PULP: Il caso di Viola, che chiude il libro, riguarda il mondo dell’editoria che è anche il nostro, come Pulp Magazine. Un mondo che sforna 32.000 titoli all’anno ma fa spesso da apripista alla precarietà delle professioni creative, dove il sogno di un “lavoro bellissimo” si trasforma nella disillusione che Raffaele Alberto Ventura ha descritto in Teoria della classe disagiata. Anche la generazione dei Millennials, degli attuali 30-40enni, quando il discorso tocca le professioni creative, appare più ricattabile, la logica che prevale sembra ancora: “già ti pubblico, vuoi anche essere pagat*?!?”. Qual è la tua sensazione?
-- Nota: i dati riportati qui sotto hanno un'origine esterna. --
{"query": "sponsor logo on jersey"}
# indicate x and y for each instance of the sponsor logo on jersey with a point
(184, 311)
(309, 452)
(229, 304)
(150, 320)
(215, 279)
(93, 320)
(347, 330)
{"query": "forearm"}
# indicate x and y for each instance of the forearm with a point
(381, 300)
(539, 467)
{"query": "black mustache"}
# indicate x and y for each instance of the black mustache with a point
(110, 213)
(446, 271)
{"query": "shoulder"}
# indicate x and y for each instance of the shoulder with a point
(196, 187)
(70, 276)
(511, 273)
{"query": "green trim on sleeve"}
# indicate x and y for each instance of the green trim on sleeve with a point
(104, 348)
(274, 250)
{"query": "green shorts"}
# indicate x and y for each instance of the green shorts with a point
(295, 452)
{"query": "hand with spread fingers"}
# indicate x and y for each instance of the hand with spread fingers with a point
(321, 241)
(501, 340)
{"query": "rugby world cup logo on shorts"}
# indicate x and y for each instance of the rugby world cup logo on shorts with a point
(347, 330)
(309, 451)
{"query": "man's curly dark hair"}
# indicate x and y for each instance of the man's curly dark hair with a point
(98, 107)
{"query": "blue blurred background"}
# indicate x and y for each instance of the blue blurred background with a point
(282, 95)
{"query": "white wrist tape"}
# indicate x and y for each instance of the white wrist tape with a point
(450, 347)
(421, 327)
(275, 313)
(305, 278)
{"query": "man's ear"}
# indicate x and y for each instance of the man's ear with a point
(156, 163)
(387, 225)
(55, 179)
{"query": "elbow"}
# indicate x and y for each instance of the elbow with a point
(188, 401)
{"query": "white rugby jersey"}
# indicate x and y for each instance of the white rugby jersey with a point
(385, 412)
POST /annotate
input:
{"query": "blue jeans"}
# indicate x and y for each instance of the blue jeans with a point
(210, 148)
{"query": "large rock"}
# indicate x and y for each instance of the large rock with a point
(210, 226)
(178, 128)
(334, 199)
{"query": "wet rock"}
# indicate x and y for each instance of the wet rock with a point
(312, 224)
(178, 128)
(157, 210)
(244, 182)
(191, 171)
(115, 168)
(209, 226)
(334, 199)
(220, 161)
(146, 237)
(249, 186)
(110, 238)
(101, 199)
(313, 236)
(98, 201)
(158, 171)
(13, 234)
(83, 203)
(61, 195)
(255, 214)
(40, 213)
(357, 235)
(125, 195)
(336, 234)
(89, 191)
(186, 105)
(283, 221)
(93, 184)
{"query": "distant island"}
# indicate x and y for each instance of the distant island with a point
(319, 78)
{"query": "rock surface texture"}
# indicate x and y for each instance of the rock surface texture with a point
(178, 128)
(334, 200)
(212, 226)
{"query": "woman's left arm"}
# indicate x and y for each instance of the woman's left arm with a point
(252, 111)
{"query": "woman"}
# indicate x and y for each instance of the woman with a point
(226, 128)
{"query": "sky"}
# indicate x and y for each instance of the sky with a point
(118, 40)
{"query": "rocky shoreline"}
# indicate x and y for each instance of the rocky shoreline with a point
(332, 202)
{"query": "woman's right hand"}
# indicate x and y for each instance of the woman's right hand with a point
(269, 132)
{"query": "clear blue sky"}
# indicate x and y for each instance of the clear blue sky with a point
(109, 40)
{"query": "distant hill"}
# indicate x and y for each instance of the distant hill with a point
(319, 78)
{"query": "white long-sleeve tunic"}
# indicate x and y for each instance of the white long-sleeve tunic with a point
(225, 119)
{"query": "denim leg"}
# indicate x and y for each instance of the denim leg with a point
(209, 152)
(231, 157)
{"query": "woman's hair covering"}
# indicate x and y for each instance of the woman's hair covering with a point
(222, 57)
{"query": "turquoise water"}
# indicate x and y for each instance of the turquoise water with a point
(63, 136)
FC: Il caso di Viola ci consente di discutere dei cosiddetti cognitive working poor, quella parte del lavoro intellettuale che è sempre più sfruttato e sottopagato. Si è detto varie volte in passato che in questi casi è più difficile dis-indentificarsi con il lavoro perché tu sei il tuo lavoro. A me sembra che, in alcuni casi, ci siamo innamorati di narrazioni controproducenti, in modo nemmeno tanto comprensibile.
Fammela dire con Marcel Duchamp. “Lei rifiuta di essere chiamato pittore, così come rifiuta di essere chiamato scrittore”, gli ha chiesto una volta una giornalista.
“Perché è così essenziale classificare le persone?”, ha risposto lui. “Che cosa sono io? Forse lo so? Un umano, semplicemente, una persona che respira”.
Talvolta mi chiedo: se Duchamp era una persona che respira, perché mai dovremmo definirci altrimenti noi?